The Miami Beach property anchors the announcement, returning to its original Art Deco building with 171 guestrooms and suites, among them Poolside Bungalows and Penthouse Suites. Four restaurant and bar concepts will sit alongside a reimagined Rose Bar, the subterranean room that became shorthand for a certain kind of evening on Collins Avenue. The decision to restore the bar in its original home, rather than reinvent it elsewhere, signals an intent to honour the brand’s heritage rather than simply trade on the name.
In New York, Delano SoHo will take over the property currently operating as The Dominick, a 46-story tower on Spring Street in Hudson Square. With 391 guestrooms and suites, it is by some distance the largest of the three. The design language leans on curved silhouettes, rich textures and expansive event spaces — a vertical interpretation of the brand suited to a downtown address that has shifted, over the past decade, from industrial fringe to one of Manhattan’s more considered neighbourhoods.
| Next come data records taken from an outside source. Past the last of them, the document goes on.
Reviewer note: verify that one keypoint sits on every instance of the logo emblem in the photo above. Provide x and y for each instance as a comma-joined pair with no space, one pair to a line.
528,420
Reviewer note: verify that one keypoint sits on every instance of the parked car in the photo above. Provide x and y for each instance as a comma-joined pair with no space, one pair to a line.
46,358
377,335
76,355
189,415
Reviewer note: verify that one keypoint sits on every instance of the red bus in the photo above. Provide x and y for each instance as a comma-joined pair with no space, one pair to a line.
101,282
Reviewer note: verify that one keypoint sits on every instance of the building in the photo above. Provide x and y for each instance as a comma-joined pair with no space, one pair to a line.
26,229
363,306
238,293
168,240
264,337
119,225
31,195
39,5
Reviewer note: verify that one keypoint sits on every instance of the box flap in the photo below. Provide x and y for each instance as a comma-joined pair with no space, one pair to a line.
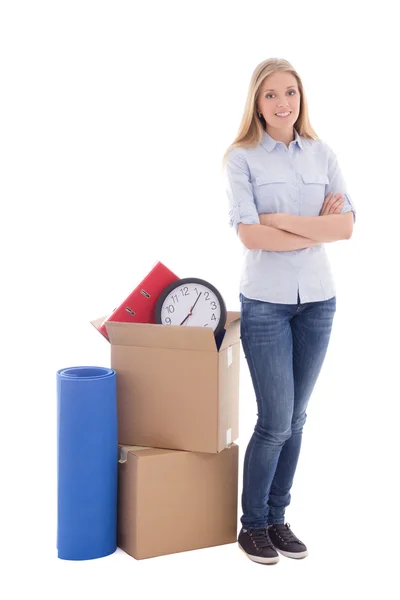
98,322
232,335
154,335
231,315
142,451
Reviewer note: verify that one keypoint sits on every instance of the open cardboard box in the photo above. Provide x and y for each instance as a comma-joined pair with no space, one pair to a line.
176,387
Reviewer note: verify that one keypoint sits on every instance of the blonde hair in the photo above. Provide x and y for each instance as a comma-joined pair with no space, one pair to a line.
252,127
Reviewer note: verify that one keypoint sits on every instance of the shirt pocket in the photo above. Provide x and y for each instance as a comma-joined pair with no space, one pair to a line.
270,191
314,187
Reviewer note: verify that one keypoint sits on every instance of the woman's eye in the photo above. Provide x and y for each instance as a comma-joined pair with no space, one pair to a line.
294,91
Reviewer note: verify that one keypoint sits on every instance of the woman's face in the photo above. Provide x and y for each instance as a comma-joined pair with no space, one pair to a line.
279,93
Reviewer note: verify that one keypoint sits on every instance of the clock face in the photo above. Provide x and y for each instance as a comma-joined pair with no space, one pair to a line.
191,302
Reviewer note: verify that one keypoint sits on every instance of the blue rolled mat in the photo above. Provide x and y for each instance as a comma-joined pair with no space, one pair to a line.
87,462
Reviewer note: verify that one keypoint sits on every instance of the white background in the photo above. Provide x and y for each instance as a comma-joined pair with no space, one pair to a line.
114,119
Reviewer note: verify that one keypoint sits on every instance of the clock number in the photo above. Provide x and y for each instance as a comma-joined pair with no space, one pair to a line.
186,292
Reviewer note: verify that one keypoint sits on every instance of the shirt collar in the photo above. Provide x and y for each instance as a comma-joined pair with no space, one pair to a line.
269,143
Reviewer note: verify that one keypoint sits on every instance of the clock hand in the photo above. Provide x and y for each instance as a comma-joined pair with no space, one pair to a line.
191,309
185,319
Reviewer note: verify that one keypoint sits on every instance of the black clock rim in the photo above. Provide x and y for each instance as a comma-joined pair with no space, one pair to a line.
179,282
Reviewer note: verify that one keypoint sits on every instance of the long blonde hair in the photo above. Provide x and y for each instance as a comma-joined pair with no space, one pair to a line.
252,127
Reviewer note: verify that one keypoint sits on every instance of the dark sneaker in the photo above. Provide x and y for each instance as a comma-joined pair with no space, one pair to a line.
286,542
257,545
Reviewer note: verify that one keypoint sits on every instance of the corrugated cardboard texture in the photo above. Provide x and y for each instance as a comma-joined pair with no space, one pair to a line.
174,389
173,501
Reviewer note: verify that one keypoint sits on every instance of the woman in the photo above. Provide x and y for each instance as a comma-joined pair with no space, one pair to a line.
287,197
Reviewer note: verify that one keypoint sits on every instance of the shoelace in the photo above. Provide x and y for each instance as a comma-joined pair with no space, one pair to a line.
260,537
286,534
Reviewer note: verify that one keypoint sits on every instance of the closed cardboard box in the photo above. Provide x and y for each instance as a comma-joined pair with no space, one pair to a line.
173,501
176,388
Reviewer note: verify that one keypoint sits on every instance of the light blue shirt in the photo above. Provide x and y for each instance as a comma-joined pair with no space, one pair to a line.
273,178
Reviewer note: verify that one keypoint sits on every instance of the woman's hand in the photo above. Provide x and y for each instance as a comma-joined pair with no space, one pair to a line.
270,219
332,205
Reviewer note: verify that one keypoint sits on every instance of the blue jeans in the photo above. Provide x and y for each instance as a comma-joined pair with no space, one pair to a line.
285,347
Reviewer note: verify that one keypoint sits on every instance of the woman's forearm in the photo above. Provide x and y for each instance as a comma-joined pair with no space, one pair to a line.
263,237
326,228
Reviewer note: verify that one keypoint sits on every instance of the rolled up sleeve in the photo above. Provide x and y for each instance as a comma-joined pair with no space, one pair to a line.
337,183
242,207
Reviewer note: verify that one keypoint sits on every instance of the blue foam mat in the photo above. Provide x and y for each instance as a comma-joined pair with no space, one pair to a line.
87,462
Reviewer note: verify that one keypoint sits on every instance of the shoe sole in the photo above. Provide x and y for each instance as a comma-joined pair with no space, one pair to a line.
261,559
293,554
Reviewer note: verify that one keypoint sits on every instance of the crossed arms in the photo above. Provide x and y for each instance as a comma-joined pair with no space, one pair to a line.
284,231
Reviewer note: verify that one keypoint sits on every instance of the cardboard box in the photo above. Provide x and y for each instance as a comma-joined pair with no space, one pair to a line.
173,501
175,388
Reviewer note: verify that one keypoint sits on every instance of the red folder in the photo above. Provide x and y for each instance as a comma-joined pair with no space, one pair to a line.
140,305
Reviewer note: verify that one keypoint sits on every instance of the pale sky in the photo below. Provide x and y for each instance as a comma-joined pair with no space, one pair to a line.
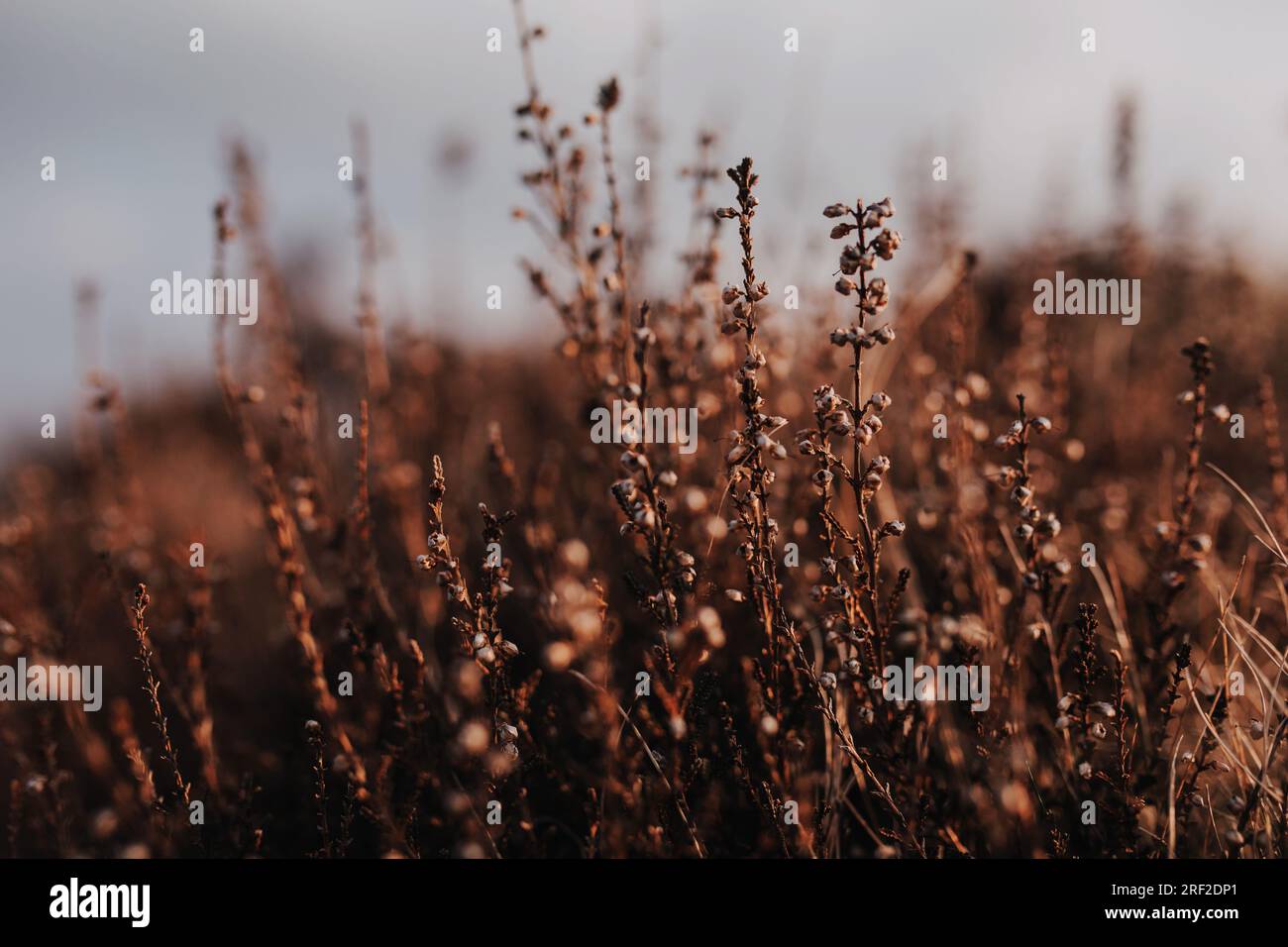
877,89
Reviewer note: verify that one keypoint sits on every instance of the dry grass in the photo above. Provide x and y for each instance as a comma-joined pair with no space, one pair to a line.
921,510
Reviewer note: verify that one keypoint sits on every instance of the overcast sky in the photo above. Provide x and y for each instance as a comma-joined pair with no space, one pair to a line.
137,121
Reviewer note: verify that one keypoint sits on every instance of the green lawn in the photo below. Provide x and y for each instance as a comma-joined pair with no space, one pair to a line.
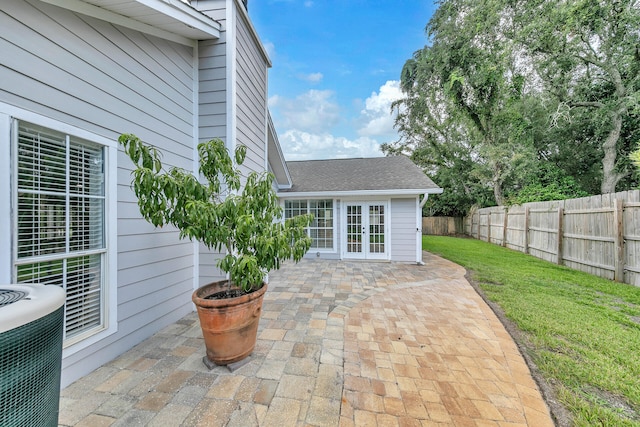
582,332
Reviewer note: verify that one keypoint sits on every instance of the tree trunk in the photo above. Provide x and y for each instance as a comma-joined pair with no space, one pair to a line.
610,177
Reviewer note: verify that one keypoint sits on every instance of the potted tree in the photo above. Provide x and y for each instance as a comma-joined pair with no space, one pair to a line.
243,222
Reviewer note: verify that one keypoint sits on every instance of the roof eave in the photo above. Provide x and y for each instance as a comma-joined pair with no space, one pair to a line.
358,193
185,24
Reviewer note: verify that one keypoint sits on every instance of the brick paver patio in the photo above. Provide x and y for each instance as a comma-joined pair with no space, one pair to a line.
340,343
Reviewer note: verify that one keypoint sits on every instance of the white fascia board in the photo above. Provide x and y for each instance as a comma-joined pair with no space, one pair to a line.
253,32
186,14
196,25
360,193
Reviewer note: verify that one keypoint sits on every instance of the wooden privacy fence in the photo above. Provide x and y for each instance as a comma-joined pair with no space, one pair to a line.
442,225
599,234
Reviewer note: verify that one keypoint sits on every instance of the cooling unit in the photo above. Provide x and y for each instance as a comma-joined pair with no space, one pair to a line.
31,327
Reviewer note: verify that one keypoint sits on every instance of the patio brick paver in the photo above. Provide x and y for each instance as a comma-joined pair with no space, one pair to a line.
340,343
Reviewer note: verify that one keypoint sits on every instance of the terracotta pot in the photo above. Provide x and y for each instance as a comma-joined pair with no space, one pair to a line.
230,325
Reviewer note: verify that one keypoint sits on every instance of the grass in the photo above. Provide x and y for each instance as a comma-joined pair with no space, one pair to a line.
581,331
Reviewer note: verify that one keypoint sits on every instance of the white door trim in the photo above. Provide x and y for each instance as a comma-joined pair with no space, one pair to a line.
367,249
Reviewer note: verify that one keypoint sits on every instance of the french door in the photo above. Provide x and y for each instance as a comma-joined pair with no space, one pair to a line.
365,230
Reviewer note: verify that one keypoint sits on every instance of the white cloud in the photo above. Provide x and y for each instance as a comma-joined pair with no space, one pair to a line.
312,78
313,111
301,145
376,119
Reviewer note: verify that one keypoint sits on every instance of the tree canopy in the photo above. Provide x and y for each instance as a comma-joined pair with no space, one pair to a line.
523,100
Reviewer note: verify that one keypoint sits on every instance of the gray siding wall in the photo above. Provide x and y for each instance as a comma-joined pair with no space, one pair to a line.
251,97
213,109
110,80
403,230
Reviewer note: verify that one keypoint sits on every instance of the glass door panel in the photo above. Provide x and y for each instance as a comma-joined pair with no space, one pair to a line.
365,231
354,230
376,229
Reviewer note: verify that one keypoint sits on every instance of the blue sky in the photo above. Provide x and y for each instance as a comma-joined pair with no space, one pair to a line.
336,67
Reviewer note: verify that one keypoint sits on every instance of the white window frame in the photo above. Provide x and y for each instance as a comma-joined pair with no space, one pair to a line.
308,229
9,116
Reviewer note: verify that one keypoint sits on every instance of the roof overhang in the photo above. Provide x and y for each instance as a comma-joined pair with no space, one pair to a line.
172,20
358,193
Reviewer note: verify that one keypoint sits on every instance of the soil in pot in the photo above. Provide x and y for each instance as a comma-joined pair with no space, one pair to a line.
229,325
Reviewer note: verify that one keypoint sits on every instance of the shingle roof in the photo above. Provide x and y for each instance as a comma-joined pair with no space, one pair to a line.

London completes the set. Delano London will open in late 2026 near Kensington Gardens and Hyde Park, on a more intimate scale: 67 rooms and suites, a ground-floor restaurant curated by Ennismore’s in-house food and beverage platform, and a subterranean Rose Bar spanning 290 square metres. The Rose Bar’s recreation in both Miami and London is deliberate — a connective thread that gives the brand a recognisable centre of gravity in each city.
The expansion is underpinned by Ennismore’s strategic partnership with Cain, which acquired a minority stake in Delano in 2024. That arrangement supports the New York and Miami projects in particular, and reflects a wider pattern of capital and operating expertise being brought together to revive a brand with strong recognition but, until now, a limited physical footprint.
The Essentials
- Miami Beach
- Reopening early 2026; 171 rooms and suites, including Poolside Bungalow and Penthouse Suites
- SoHo New York
- 391 rooms and suites in a 46-story tower on Spring Street, Hudson Square
- London
- 67 rooms and suites near Kensington Gardens and Hyde Park; opening late 2026
- Rose Bar
- Recreated at Miami Beach and London; subterranean, 290 sqm
- Pipeline
- Further projects in Istanbul, Puglia, Marrakesh and Costa Rica
- Leadership
- Ben Pundole appointed Chief Brand Officer for Delano
Creative direction now sits with Ben Pundole, appointed Chief Brand Officer for Delano. His remit covers both the creative identity of the brand and its global growth — a single point of authority that suggests Ennismore wants Delano’s expansion to feel coherent rather than franchised. Wellness offerings and curated retail spaces are being integrated into the guest journey across all properties, a reflection of how the brand intends to extend beyond the bar and the bedroom.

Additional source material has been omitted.